I love it when other people do the heavy lifting and I can just kibitz around the corners. The Robot 6 crew has a two-part look at the most important comics of the decade. Chris Butcher has started an examination of the most influential manga of the last ten years. And Deb Aoki has composed a list of the decade’s manga milestones. All are excellent reads, and I really don’t have that much to add, but I did want to mention a few of what I consider to be milestones from the last decade.
The launch of CMX: I knew when I mentioned this on Twitter that someone would leap in to mention that goddamn Tenjho Tenge mess. Never has so tacky and middlebrow a comic cast such a stain on something that’s otherwise admirable and sustaining, but there you go. (I guess it could be viewed as a double milestone in that it demonstrated the influence of fans who demand authenticity, even down to whether or not the victim was wearing panties during the rape scene.) For me, though, the milestone nature of the event lies in the fact that one of the big two spandex publishers took manga seriously enough to launch an imprint dedicated to release of comics from Japan. Has DC central given the imprint the support it needs in terms of distribution? Judging by bookstore shelves and in comparison to the volume of DC Universe and Vertigo titles that are readily and constantly available, the answer is clearly no. But CMX continues to publish excellent manga, and that counts.
Imitative acts: Speaking of spandex publishers paying attention to manga, CMX remains the most honorable example. The less said about the whole Marvel Mangaverse thing the better, and while Marvel offered some excellent books with its manga-influenced Tsunami line, the only one that’s survived is Runaways, and that stretches the definition of survival a bit. One could also mention DC’s Minx in this context, as it was clearly an attempt to get some of those shôjo dollars. Of course, if DC had just devoted some of Minx’s massive marketing budget to CMX and improved the imprint’s bookstore distribution instead of cranking out a line of indifferently edited, clumsily marketed titles, Minx might have been entirely superfluous instead of just mostly so.
Scott Pilgrim: Deb rightly notes that Svetlana Chamkova’s Dramacon was the clear winner of Tokyopop’s original English-Language manga initiative. I would argue that the defining manga-influenced comic of the last decade is Bryan Lee O’Malley’s enduring slacker saga. To me, the influences evident in O’Malley’s comics aren’t in any way imitative. They’re repurposed to his own creative ends, which is very exciting to see, and it’s a quality that Chmakova is exhibiting with increasing frequency. In my opinion, the more imitative a work of global manga is, the less memorable or enduring it is. I think this perspective is borne out by merely looking at the manga-influenced creators who continue to thrill audiences: Chmakova (with Nightschool), Adam (Empowered) Warren, Nina (Yôkaiden) Matsumoto, Brandon (King City) Graham and, of course, O’Malley.

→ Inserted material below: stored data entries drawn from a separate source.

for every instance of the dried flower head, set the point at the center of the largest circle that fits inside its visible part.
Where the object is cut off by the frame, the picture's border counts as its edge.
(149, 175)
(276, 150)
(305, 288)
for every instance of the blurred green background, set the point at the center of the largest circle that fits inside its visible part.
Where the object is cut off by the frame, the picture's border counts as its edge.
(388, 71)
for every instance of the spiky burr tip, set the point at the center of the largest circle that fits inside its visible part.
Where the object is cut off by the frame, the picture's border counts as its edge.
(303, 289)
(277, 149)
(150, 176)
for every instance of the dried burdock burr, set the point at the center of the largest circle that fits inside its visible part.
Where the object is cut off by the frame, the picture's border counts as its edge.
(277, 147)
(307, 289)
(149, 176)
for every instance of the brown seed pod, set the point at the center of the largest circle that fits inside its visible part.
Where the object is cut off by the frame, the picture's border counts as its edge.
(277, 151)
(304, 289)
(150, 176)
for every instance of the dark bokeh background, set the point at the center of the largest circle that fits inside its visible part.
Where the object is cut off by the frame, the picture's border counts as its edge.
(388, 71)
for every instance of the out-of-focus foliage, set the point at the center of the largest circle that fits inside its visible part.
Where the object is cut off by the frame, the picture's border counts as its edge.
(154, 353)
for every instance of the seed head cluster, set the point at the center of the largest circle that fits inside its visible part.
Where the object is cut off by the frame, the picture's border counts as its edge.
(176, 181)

Nouvelle manga: From a purely qualitative standpoint, there was probably no more exciting development in the last decade than the emergence of Fanfare/Ponent Mon and its explication of the whole nouvelle manga aesthetic. While Viz gets the credit for first publishing Jiro Taniguchi’s work in English, Fanfare must be credited with establishing him as a must-read creator for discerning comics fans. And Fanfare also published what I believe to be the greatest anthology of the decade, Japan as Viewed by 17 Creators, featuring a murderer’s row of Japanese and European cartoonists demonstrating their spectacular creative prowess.
I had hoped that one of the decade’s milestones would have been the establishment of josei as a marketable manga category. Many tried, but none succeeded. Maybe the 2010s will be kinder. On the bright side, ero-manga emerged and endures thanks to Icarus.